His Porsche is beautiful and seemed perfectly peppy. People who do not own Porsches are quite quick to label this model, the hairdresser Porsche as it does not have a turbo. Truthfully I think you would lose your hair if you did have a turbo fitted. We had a chance to drive with the top down. I might have taken a couple of photos.
We eventually made it to Bristol. We said farewell and I busied myself with a mammoth lay over. Some eight hours lay between me and lift off. What did Bristol Airport have to offer? Well the first interesting thing was a prehistoric man. He had come out of the hills for his first visit to an Airport and the pay and display parking machines had him quite confused. With some helpful advice he faded from sight never to be seen again.
In the sliding scale of New Zealand Airports, Bristol Airport lies somewhere between the Auckland National Airport and Christchurch International. Sadly I was not allowed into the better part of the Airport for a few hours so I sat down in the bar, logged into the internet and proceeded to drink quite a lot of cider. I think my efforts in the airport were akin to an economic recovery package. I ate varyingly tasteful plates of food and bought three magazines to read.
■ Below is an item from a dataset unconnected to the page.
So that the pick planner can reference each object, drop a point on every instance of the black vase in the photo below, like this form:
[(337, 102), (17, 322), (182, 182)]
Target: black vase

Five hours later I was allowed to check and enter the slightly more exciting part of the Airport. Being a Friday night there were a lot of people escaping England for the weekend. Some of them were wearing themed team t-shirts which did not make any sense to me(possibly due to the cider) I did eat some very good fish and chips. I even tipped, by this time I would like to think I did not look English.
I had a horrible retail experience buying a pair of sunglasses. Whilst I am stoked with my sunglasses I do not think waiting 30 minutes to buy a pair of sunglasses in a nearly empty store is acceptable. I was not even in Spain yet.